Entretien avec Leyla Bouzid autour du film Une histoire d’amour et de désir

Présenté en compétition au Festival du Film Francophone d’Angoulême 2021, le film déjà remarqué à Semaine de la critique a remporté le Valois de Diamant, et le Valois de l’acteur pour son interprète masculin…

« Il n’y a pas de récit d’apprentissage au masculin »

  • Vous présentez le film en parlant du souhait de mettre en scène un personnage masculin timide. D’où est née cette envie ?
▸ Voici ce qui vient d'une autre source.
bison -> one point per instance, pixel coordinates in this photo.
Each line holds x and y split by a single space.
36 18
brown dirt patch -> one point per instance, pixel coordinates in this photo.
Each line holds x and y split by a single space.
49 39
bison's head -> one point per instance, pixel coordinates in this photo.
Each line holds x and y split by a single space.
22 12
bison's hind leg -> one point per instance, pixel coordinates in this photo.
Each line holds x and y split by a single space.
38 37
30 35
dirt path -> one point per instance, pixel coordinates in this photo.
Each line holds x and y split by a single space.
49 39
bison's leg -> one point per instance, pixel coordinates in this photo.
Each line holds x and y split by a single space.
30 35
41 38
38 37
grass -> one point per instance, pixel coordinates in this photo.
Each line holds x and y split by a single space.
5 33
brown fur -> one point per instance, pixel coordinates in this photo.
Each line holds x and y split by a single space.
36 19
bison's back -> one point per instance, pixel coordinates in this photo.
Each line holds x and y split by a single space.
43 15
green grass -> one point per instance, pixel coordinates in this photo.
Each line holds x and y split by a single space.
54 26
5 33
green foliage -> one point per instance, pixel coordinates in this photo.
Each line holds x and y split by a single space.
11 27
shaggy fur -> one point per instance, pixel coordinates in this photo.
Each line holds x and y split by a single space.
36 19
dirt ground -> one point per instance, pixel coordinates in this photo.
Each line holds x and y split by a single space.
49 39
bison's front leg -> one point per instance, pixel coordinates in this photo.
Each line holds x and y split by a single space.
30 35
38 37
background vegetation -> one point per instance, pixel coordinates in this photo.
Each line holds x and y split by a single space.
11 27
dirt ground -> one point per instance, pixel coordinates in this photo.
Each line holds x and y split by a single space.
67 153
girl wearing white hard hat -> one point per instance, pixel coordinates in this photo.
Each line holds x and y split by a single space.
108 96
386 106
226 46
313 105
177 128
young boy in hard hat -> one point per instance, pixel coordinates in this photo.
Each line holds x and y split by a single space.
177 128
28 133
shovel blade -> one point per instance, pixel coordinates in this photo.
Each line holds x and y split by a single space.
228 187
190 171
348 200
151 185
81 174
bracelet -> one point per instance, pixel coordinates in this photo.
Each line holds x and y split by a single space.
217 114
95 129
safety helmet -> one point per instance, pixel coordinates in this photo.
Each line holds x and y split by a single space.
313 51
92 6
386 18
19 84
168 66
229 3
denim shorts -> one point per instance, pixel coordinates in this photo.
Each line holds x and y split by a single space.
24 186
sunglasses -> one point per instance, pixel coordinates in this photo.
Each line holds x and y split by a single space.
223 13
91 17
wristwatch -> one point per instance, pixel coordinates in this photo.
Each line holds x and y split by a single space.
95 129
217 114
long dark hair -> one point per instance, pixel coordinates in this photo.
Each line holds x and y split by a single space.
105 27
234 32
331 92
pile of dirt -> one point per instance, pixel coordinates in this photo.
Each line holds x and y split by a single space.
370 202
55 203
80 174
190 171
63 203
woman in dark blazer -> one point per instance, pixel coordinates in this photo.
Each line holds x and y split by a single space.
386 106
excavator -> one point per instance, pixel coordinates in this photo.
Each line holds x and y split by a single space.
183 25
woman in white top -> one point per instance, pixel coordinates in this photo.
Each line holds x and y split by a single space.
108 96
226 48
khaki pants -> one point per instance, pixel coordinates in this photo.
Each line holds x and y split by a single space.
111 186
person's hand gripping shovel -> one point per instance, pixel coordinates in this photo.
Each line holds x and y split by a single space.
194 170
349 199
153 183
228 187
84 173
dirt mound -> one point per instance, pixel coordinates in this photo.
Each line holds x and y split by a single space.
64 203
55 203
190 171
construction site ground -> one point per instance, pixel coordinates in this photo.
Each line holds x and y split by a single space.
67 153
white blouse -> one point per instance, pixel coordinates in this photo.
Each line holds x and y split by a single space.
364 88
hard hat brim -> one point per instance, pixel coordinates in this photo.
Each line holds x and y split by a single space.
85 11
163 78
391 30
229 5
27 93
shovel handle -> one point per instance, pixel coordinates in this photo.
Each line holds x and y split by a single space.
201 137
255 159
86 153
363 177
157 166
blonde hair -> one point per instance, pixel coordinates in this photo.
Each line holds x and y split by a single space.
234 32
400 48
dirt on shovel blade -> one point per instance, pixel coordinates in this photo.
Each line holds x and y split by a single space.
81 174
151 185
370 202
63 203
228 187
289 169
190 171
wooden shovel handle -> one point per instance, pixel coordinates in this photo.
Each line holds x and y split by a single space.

L.B. : « Je crois que c’est né du manque de représentation et de récits autour de ce type de personnages. J’ai l’impression qu’il n’y a pas de récit d’apprentissage au masculin, ni de récit d’émancipation, comme si les hommes naissaient prêts à tout. »

  • À l’inverse d’Ahmed, les personnages féminins sont plutôt déterminés avec de fortes personnalités : Farah, la petite sœur d’Ahmed… Comment vous percevez cette jeune génération féminine ?

L.B. : « Je ne vais pas prendre en charge les mots de la petite sœur qui dit que les hommes sont un peu fragiles, mais je pense que les femmes peuvent être globalement plus matures par rapport au sentiment amoureux, à sa complexité. Elles ont commencé la transition vers une forme d’égalité : assumer leur désir, l’exprimer… Les hommes n’ont pas encore peut-être tous pris ce train-là, ou ils ne savent pas quelle est leur place. Plein d’hommes sont très romantiques mais ne savent pas, ou n’osent pas, le montrer. Le film propose d’être ce qu’on est et non pas d’être assigné à ce qu’on est supposé être. »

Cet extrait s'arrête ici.